Chicago Colleges: Notre Dame Fighting Irish
There was the first Everett Golson bomb to C.J. Prosise, which Prosise dropped. And there was the second Golson bomb to Prosise, which Prosise caught.
The 55-yarder was Golson making something out of nothing before launching a rocket that went right through the unguarded receiver's hands. The 53-yarder, two plays after a turnover and just five seconds before halftime, was Golson again making something out of nothing -- avoiding a sack, barely setting his feet and absorbing a hit as he threw the ball roughly 62 yards through the air and into the hands of Prosise for his first career touchdown.

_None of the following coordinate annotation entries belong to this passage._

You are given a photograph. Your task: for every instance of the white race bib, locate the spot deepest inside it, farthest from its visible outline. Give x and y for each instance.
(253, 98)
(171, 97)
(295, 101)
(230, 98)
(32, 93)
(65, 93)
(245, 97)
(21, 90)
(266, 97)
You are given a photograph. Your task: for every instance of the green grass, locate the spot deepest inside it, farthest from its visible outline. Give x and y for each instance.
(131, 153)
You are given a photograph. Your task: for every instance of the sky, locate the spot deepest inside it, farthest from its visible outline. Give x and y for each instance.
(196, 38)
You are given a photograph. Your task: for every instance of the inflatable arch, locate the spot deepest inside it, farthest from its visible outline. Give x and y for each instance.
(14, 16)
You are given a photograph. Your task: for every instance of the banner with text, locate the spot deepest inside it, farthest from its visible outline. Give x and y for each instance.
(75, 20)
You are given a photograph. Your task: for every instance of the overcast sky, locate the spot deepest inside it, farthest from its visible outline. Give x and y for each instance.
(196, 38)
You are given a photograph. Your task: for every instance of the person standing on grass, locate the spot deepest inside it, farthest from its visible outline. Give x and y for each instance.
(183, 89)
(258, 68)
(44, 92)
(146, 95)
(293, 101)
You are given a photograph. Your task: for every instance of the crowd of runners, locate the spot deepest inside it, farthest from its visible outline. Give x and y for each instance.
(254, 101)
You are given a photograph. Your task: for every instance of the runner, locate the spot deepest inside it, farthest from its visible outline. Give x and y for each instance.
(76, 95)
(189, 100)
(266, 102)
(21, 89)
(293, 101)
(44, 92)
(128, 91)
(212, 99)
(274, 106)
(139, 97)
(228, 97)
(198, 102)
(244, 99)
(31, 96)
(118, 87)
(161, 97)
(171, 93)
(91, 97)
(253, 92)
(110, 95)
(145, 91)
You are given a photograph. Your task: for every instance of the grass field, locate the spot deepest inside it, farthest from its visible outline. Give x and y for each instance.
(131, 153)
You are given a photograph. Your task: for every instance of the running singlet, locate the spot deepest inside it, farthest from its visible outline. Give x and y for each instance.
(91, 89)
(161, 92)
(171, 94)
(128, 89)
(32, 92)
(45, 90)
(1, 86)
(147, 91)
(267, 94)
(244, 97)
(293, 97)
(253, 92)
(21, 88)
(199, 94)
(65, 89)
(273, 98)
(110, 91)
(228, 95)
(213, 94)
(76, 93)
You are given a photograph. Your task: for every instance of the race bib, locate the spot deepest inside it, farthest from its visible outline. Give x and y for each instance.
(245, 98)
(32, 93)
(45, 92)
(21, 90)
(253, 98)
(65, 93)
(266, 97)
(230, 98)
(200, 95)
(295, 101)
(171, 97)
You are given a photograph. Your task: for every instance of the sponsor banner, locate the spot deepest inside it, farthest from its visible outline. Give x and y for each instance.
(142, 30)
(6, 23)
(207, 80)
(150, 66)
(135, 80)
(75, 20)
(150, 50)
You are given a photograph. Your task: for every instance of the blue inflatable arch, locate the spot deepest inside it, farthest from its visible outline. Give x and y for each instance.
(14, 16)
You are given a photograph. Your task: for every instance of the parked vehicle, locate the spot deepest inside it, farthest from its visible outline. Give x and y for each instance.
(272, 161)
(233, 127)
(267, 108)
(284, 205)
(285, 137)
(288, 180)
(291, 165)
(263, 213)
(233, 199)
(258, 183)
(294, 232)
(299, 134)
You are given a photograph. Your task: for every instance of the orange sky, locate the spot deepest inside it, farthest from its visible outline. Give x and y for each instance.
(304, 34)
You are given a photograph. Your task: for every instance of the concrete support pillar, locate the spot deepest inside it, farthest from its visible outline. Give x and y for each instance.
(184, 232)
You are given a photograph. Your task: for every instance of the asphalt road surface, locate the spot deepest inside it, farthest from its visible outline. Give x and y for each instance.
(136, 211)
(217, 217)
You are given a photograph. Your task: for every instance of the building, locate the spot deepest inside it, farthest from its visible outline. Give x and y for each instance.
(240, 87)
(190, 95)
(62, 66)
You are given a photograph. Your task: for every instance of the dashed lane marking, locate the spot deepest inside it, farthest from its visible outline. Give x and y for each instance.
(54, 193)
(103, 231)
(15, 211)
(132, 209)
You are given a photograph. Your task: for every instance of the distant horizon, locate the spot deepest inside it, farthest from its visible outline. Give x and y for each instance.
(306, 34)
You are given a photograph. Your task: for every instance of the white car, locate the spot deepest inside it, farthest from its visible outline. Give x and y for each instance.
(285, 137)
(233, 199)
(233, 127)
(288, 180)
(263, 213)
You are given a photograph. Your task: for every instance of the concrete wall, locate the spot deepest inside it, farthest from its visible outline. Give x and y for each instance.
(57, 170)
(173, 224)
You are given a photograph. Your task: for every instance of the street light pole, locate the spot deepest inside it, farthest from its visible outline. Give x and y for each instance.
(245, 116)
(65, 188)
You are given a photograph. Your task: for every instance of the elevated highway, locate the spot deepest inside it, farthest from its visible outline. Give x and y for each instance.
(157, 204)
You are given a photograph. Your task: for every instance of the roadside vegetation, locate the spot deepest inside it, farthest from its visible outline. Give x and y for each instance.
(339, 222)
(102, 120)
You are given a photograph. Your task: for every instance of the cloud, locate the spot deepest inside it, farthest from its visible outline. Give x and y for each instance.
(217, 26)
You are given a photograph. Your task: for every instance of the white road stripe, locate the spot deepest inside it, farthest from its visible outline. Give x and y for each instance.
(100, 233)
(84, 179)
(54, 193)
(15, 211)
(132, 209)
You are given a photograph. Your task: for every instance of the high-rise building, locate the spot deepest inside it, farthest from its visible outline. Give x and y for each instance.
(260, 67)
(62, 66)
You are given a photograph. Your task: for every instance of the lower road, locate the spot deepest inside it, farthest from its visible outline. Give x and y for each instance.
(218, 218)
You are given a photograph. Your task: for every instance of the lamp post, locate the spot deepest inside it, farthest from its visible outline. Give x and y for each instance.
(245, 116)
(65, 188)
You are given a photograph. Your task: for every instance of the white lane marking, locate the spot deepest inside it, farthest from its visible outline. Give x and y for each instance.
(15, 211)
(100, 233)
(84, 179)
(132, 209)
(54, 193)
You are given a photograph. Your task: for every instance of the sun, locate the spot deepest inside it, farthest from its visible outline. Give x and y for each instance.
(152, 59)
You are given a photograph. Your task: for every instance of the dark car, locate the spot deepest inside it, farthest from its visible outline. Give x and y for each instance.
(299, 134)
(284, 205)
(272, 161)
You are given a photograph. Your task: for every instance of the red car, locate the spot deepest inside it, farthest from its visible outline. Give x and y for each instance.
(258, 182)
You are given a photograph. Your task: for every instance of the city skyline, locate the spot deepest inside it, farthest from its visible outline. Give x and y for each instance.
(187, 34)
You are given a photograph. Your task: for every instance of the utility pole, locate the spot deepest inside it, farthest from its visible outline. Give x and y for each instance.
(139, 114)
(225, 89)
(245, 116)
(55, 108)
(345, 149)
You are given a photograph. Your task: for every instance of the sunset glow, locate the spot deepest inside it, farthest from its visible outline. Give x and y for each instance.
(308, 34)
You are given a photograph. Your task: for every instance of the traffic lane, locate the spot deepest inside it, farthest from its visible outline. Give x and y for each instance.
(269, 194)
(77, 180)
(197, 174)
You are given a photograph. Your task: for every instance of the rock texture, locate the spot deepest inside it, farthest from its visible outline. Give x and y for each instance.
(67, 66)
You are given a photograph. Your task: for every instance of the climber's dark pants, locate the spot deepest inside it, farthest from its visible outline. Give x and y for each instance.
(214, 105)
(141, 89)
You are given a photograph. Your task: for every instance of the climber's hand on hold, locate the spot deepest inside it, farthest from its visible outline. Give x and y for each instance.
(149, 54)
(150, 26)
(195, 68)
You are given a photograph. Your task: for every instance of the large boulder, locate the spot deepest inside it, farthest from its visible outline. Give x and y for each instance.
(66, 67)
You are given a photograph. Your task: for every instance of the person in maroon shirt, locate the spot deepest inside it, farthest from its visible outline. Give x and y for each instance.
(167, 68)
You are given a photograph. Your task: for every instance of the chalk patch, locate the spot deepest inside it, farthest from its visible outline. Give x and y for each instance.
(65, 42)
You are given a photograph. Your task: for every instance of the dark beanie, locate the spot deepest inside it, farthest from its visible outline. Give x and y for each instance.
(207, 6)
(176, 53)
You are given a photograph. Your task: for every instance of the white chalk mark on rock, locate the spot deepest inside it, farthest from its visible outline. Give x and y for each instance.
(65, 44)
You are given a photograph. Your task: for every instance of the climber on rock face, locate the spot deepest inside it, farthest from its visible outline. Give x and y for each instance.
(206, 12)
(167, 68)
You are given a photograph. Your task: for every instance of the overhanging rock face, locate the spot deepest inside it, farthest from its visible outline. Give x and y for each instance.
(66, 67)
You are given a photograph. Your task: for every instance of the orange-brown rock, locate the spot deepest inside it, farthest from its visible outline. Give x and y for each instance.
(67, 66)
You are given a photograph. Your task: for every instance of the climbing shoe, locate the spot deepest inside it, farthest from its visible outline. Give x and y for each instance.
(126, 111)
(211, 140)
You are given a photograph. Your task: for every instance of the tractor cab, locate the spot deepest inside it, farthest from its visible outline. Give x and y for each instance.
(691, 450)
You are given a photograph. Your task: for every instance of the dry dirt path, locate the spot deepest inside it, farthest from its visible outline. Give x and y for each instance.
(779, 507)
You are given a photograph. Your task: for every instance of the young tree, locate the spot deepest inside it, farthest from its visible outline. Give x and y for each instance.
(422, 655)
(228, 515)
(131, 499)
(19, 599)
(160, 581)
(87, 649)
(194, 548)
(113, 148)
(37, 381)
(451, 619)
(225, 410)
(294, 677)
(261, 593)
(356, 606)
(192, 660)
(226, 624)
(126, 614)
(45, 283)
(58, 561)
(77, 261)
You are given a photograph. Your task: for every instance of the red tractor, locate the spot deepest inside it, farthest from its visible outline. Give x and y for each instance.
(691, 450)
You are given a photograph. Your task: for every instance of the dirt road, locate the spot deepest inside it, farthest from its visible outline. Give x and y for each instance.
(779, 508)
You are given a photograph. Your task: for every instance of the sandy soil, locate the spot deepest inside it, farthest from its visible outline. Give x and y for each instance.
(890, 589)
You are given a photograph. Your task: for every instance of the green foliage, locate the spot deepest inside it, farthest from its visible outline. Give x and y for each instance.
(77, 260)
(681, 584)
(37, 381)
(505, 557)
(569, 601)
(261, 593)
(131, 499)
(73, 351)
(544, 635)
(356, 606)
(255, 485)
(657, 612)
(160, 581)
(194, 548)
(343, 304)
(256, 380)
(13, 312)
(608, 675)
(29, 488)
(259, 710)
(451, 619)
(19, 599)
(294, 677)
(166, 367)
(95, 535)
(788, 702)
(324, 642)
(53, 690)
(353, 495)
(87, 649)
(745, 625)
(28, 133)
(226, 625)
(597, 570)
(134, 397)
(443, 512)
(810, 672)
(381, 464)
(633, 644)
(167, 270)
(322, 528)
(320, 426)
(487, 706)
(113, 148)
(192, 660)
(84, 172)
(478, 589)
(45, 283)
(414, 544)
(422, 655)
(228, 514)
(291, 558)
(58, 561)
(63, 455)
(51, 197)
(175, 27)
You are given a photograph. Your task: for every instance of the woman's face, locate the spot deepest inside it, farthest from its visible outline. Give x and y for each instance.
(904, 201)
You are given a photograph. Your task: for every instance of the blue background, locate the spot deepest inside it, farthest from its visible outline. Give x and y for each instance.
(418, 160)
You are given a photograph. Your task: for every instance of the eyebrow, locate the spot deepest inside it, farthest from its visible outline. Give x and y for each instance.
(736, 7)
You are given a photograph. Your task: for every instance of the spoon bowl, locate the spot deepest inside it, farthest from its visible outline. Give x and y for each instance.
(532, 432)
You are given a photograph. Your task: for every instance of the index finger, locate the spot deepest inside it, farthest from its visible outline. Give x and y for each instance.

That Golson shook off the small bit of in-game adversity to deliver Prosise his first career touchdown is one thing. That the Irish's quarterback made a pair of otherworldly throws look so routine is quite another.
Notre Dame was entering its 48-17 season-opening win against Rice under the cloud of four players being suspended as part of an internal academic probe. The Irish learned Thursday that a fifth would be held out. The same day, they lost another safety, this one a captain in Austin Collinsworth, who will also miss at least Saturday's game against Michigan with a Grade 2 MCL sprain.
They turned in about as complete of an opening-game performance as coach Brian Kelly could have hoped for, with Golson looking every bit like the key piece that can finally make this offense roll. They enter Michigan week, their last Michigan week for the forseeable future, uncertain about their five suspended players, three of whom would almost certainly be factors in a game as big as this one. The game is, seemingly, the biggest obstacle before October. It's part of a slate Kelly himself described last week as "manageable" before the heavy-hitters line up, and a game the Irish absolutely need to have if they are to go on to a successful season.
There is the anticipation of the last meeting for a while against the Wolverines, whom Kelly knows best as a team that has beaten him three times in four years. There is the Notre Dame Stadium night-game atmosphere, which has not exactly been kind to the home team since it returned in 2011 -- first with an embarrassing loss to USC, then with two strenuous wins against Michigan and USC by a combined 27-16 margin.
But the Irish should have little trouble avoiding the noise, as Kelly likes to say. They graded out spectacularly in that area in Week 1, and they had much more on their plates going into Rice than they do going into Michigan.
Kelly's answer Sunday when asked about avoiding this week's outside influences was telling:
"Similar to what I've done in past years," he said. "We really keep our focus on what our technique and our own individual work needs to get better at. For example, (Elijah) Shumate and Max Redfield, they can't be thinking about Michigan because they have to learn how to communicate better, really focus on that. Chris Brown has to do a better job of getting in and out of his breaks. We're really, really focusing on the individual and what they have to get better at this week.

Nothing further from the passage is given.